Cost! It’s f^&*ing EXPENSIVE to file a lawsuit against a person. You have to hire a lawyer, collect the evidence, then file the case, all of which costs money. And even then you’re often filing against a John Doe (that is an as-yet unidentified person). Once they get notified, they can get involved, and thus we have the SECOND problem – time. These cases can drag on for years. All while racking up expensive legal costs you may never recover!

Then there’s the evidence problem. A growing number of courts have cottoned on to the fact that the level of evidence in most infringement cases is not great, bordering on non-existent, and have started throwing out cases. Meanwhile, the cases has dragged on for years, and cost you a lot and you’ve got little to show for it.

Then there’s also the massive problem of consequences for inaccurate, or false claims, which precludes a lot of copyright enforcement actions. Holding copyright enforcers to account for their errors, inaccuracies or over-enthusiastic activities goes against the divine right of the CopyRighteous, and is not pleasant at all.

Alternatives

So what we need are some alternatives. Ideally, we need something that has some kind of teeth to it, but without the judicial oversight that has been destroying so many promising enforcement actions. It needs to have the near-zero evidence requirements, the burden of proof on the defendant, and the lack of consequences for false/inaccurate/mistaken claims from DMCA notices. It also needs some means of enforcement, a cost to defend ($35), and a sense of legal inevitability from court proceedings.

Thankfully the 6 strikes process manages all of this. And it adds in some additional benefits, such as getting rid of that pesky independent judge, in favour of a private arbitration company, who really honestly promises they won’t just rule in favour of the group that hired them.

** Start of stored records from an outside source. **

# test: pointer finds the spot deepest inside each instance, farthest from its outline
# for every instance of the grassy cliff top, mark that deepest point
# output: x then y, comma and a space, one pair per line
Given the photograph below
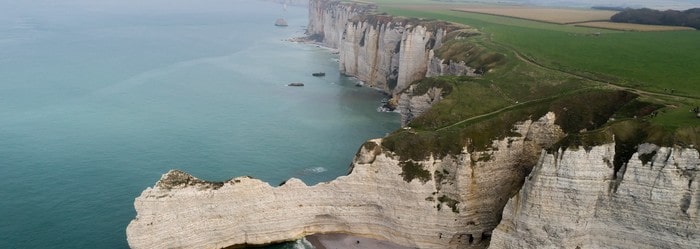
637, 86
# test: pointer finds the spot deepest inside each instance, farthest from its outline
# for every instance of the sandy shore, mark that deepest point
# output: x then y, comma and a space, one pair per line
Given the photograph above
343, 241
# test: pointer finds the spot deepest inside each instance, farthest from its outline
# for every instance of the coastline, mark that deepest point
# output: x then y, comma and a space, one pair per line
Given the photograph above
344, 241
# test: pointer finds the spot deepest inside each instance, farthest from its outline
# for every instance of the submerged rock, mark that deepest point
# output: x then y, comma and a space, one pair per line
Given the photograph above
281, 22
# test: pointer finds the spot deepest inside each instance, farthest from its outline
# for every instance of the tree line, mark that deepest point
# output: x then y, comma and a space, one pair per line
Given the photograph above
687, 18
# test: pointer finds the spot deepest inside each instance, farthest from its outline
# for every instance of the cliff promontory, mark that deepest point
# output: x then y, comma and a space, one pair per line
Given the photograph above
575, 199
446, 202
503, 152
386, 52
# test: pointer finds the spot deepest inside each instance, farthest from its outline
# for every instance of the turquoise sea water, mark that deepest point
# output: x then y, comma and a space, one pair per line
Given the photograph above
99, 98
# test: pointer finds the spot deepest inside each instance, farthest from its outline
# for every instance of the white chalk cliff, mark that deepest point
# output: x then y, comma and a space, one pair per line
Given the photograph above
573, 199
384, 52
449, 202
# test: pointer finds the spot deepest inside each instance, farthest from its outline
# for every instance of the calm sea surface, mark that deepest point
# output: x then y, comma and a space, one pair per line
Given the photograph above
99, 98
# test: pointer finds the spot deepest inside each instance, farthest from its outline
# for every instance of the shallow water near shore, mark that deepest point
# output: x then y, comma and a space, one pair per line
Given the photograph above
98, 99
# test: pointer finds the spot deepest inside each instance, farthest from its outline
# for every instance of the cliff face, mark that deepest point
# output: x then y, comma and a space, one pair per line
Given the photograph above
411, 105
328, 19
385, 52
450, 202
573, 199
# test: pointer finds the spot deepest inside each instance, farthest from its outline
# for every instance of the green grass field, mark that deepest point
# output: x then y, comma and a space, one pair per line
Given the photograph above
652, 61
613, 82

BONUS! In another master stroke, the ISP’s (who have often resisted efforts to use the courts) are on the OTHER side here, and are active partners in the program, and that pesky hurdle has been turned to an advantage.

Summary

All in all, the 6 strikes program is one that really benefits the COPYRighteous by taking the benefits of the DMCA and the court systems enforcement and combining them into a new whole, where the flaws of each, ruthlessly exploited by those blaspheming filesharers are neutralised.

The REAL Summary

Unless you’re a media company, this stuff really sucks for you. Basically, it’s a DMCA notice system, where the easy counter-notice is instead replaced with a pay-to-arbitrate system. Instead of judges which have started to throw out the farcical “evidence”, you have an arbitration company paid by one side (hint: NOT YOUR SIDE) and while you have sanctioned for being accused 6 times, there are absolutely ZERO penalties for filing 1 million false notices.

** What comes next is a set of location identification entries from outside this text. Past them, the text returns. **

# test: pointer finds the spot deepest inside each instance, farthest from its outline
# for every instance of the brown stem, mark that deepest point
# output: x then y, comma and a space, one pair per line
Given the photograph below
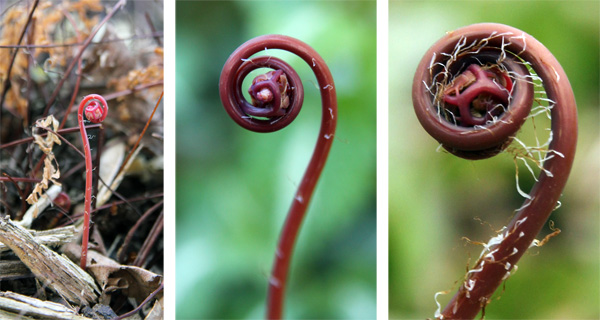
14, 56
501, 47
95, 109
278, 99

Oh, and the independent audit of the system, they lied about it, were caught, said they’d re-review it (yeah, because I’m sure they’ll find they’re jobs are totally not needed) and found everything ok (see, what a surprise!). Despite the ‘evidence’ provider flagging it’s clients OWN SITES as infringing…. What an encouraging situation.

The bottom line – we got screwed by the COPYRighteous AGAIN.

  • GreenPirate

    Solution: We make six claims of infringement against every known IP address of copyright trolls until their service is disconnected and they can no longer monitor the swarms.

  • ktetch

    The problem is, this only works on residential connections, not business ones.

  • GreenPirate

    Oh, I see how that works. As long as you pay more for business service you are allowed to infringe as you please. I had momentarily forgotten that it’s only the poor who have no rights.